Laman es un gran lector, tiene un carnet de la biblioteca pública y Frank se lo coge siempre que puede, a escondidas, para ir a leer. Desarrolla así una gran pasión por la lectura. Eso por lo menos será algo que Frank le deba a Laman el resto de su vida. Muy pronto le dará beneficios. Laman tiene también una bicicleta y Frank suspira por que se la deje. Le promete dejársela si le vacía todos los días el orinal.

–Claro que puedes usar mi bici –dice. Los chicos deben poder salir y ver el campo. Claro. Pero te lo tienes que ganar. No se puede conseguir nada de balde, ¿verdad?

–Sí.

–Y yo tengo un trabajo para ti. No te importa trabajar un poco, ¿verdad?

–No.

–¿Y te gustaría ayudar a tu madre?

–Sí.

–Pues bien. Ese orinal está lleno desde esta mañana. Quiero que subas, que lo recojas y que lo lleves al retrete y lo enjuagues bajo el grifo de fuera y que vuelvas a subirlo.

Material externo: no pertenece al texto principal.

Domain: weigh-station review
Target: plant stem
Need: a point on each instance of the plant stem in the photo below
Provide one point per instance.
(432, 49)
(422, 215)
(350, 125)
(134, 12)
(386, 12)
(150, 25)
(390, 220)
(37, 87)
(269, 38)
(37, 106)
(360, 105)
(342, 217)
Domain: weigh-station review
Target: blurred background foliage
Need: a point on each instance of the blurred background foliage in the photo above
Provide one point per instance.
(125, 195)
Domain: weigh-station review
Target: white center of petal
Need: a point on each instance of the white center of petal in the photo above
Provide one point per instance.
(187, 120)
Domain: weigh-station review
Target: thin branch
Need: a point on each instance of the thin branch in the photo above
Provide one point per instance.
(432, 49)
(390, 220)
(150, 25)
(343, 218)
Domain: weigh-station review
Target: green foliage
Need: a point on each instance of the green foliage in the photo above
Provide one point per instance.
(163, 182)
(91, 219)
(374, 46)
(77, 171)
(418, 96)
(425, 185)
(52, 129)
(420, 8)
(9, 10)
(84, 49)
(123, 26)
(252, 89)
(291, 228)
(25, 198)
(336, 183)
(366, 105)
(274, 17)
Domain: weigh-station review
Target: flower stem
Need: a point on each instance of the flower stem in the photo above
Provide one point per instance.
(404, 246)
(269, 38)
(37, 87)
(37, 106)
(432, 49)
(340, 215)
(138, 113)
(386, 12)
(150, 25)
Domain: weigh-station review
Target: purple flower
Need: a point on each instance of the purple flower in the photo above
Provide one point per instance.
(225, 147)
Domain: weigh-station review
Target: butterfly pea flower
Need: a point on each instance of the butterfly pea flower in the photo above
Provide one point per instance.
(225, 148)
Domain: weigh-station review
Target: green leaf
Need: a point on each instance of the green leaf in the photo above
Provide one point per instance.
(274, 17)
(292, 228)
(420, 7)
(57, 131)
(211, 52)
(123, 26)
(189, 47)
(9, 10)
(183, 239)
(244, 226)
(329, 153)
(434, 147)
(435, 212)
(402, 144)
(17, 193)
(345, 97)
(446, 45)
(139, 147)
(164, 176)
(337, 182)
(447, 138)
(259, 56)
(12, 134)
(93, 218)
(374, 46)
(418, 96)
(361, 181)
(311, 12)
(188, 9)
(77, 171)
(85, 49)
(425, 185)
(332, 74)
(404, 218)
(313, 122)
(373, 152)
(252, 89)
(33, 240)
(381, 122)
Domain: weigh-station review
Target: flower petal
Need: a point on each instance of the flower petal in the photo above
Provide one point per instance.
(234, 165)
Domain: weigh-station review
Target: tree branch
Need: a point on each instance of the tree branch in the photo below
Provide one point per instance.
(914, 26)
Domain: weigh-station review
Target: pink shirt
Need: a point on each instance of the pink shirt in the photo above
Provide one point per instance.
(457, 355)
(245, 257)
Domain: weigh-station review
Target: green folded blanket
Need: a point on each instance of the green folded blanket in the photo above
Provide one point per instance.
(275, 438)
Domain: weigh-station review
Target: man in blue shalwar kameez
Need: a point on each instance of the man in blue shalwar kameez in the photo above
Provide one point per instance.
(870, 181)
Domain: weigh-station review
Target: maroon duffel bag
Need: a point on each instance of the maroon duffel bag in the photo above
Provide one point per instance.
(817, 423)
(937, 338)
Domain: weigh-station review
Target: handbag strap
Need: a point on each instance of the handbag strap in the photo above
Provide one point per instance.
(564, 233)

Yo no quiero vaciarle el orinal, pero sueño con recorrer millas en bicicleta rumbo a Killaloe, campos y cielos, lejos de esta casa, bañarme en el Shannon y dormir una noche en un granero. Arrastro la mesa y la silla hasta la pared. Me subo, y allí está, debajo de la cama, el orinal blanco. Listado de marrón y de amarillo, a rebosar de orina y de mierda. Lo deposito suavemente en el borde del altillo para que no se derrame, me descuelgo hasta la silla, cojo el orinal, lo bajo, aparto la vista, lo sujeto mientras bajo a la mesa, lo coloco en la silla, me bajo al suelo, llevo el orinal al retrete, lo vacío y vomito detrás del retrete hasta que me acostumbro a hacer este trabajo. Laman me dice que soy un buen chico y que la bici es mía siempre que quiera, a condición de que el orinal esté vacío y de que yo esté dispuesto a acerarme de una carrera a la tienda para comprarle cigarrillos, a ir a la biblioteca a traerle libros y a hacer cualquier otro recado que él quiera.

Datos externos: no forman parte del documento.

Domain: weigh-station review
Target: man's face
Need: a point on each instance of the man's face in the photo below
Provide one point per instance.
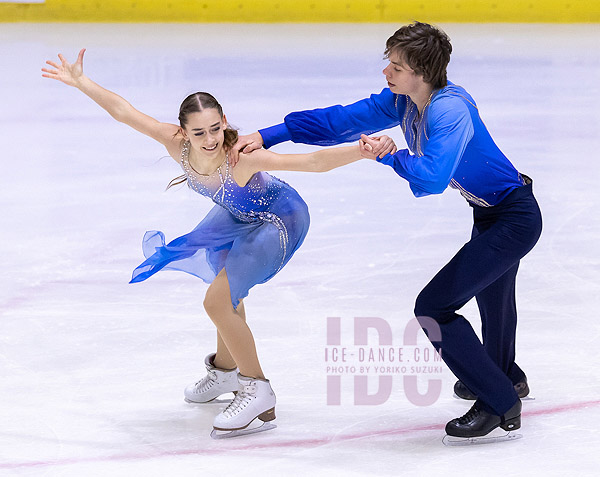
(401, 79)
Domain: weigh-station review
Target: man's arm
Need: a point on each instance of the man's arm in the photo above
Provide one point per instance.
(330, 126)
(450, 131)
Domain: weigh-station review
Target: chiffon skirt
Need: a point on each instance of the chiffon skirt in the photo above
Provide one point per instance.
(251, 253)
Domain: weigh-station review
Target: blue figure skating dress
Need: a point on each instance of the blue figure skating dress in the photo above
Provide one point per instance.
(252, 231)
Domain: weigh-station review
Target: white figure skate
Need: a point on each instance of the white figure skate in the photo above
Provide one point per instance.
(216, 382)
(255, 399)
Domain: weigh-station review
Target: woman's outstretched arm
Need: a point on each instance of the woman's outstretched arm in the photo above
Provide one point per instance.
(115, 105)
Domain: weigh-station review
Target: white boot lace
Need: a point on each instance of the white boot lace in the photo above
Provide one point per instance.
(241, 400)
(207, 382)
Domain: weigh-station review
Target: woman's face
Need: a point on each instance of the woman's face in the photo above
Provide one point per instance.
(205, 131)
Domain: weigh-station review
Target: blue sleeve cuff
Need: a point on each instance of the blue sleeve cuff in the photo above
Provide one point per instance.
(275, 134)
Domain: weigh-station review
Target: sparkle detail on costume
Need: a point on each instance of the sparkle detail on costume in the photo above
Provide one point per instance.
(252, 231)
(196, 183)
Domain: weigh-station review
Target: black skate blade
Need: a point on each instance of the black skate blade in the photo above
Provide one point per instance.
(218, 434)
(523, 399)
(497, 435)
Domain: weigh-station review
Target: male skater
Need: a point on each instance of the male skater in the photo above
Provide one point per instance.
(449, 146)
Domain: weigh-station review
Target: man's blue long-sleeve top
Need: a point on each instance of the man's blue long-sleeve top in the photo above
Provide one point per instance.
(450, 144)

–Tienes mucha mano con el orinal –me dice. Se ríe. Y mamá mira fijamente las cenizas apagadas de la chimenea.

Así las cosas, una noche, la víspera de la excursión a Killaloe para la que Frank quiere la bicicleta, Laman llega borracho a casa. A Frank se le ha olvidado vaciar el orinal. Laman le dice que la promesa de dejarle la bici ya no está en pie y, como quiera que Frank le contesta, le da una paliza brutal. Frank se va de la casa y se convierte, con trece años, en un niño sin hogar, si lo que tenía antes podía considerarse uno. Va a casa de su abuela, que murió de un resfriado como consecuencia del empapamiento de lluvia el día en que desahuciaron a Ángela. Su tío Pat, al que todo el mundo llama el Abad, le acoge. A partir de entonces el Abad será para Frank lo más parecido a un amigo y un padre.